LA/Hollywood is an insane soulless city at times and certain parts more than others, which is why I am so happy to be living where I do – I’m in a neighborhood that has a high percentage of hasidic Jews. The area has good energy. I’ve never felt unsafe unlike the other places I’ve lived – downtown LA, Los Feliz  (it’s just creepy and unsafe).

That said, a lot of people do lose themselves here. You come to LA with hopes and dreams, you’re young, impressionable, you get sucked into the wrong crowd and before you know it you’re in rehab (that’s if you can afford it, otherwise you’re on the streets).  Yesterday, Harris Wittels, a talented Jewish comedian writer was found dead, apparently from a drug overdose. He was only 30 years old.
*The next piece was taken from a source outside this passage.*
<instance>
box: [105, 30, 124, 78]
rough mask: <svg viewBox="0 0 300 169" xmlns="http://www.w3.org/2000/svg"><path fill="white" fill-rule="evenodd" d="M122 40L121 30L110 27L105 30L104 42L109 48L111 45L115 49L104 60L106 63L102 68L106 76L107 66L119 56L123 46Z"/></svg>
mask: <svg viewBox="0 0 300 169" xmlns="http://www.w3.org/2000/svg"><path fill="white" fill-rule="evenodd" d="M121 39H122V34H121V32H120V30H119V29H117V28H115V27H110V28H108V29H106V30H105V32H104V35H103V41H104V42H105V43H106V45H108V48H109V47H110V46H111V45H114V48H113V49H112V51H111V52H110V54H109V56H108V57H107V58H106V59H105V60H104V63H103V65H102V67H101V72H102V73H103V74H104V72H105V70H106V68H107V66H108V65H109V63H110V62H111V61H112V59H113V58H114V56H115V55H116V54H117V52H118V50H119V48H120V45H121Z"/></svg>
My sister sighted him at a cafe where we were writing one of our specs not too long ago. She pointed him out exclaiming how amazing he was, a writer/producer for Parks and Recreations, only 30 years old. I should’ve suggested we approach and say hey, but I didn’t do that, instead I felt like a 34-year old loser in comparison. Whoo-hoo for him, he’s successful and I’m just at that stage where I’m wondering, what happens when you discover your best just isn’t good enough.

Today my sister wrote a post on FB saying how she wished she had said hi to him when we were at that cafe and I realized how wrong I was in my perception that we should keep our distance because successful people don’t need groupies. What if I had struck up a conversation with him? What if we both had something to offer each other and we were given that opportunity for exchange by being at the same place at the same time. He was Jewish, I had recently converted, partly as a means of overcoming alcohol addiction or abuse. He was struggling with overcoming addiction. Meanwhile, perhaps he could’ve imparted some wisdom on how to be a better writer/comedian? These are all speculative thoughts. Maybe he would’ve shooed us away. Who knows? But now he’s dead and there will never be another opportunity to find out.

My point is that spirituality is so important, especially in unsafe environments and demonic cities like LA. You’ve got to keep track of yourself. Sure, life is boring sometimes, even the process of Shabbat or going to synagogue can seem like a drag. What I do know, is that when I make the effort, I feel better and I avoid bad happenings. Creatives in particular seem to have a terrible history when it comes to drug and alcohol addiction (artists, writers, actors). But I want to prove otherwise. That a good writer can be entirely sober and still produce amazing content.

When I’m so focused on my own microscopic self in the world, I’m depressed and I feel insufficient. But spirituality gives me this wider view of the world. Life is short and my own personal accolades and accomplishments are not really what it’s about. I’m a participant here for a short time, but in that time I get to experience the awe of this world.

I’m so thankful that I found my spiritual home in the chaos of LA and for the rest of my life I will be making it a priority to maintain my spiritual self, cause without that part of myself intact, I so easily put myself in danger. Spirituality provides grounding and a sense of completeness. Things are not perfect for me right now. My fiance has been struggling financially, I’m still on hold with all my creative endeavors and am not contributing enough financially. I’m not out of my bohemian rut. But today I eat, I have shelter and I have faith. Shabbat Shalom!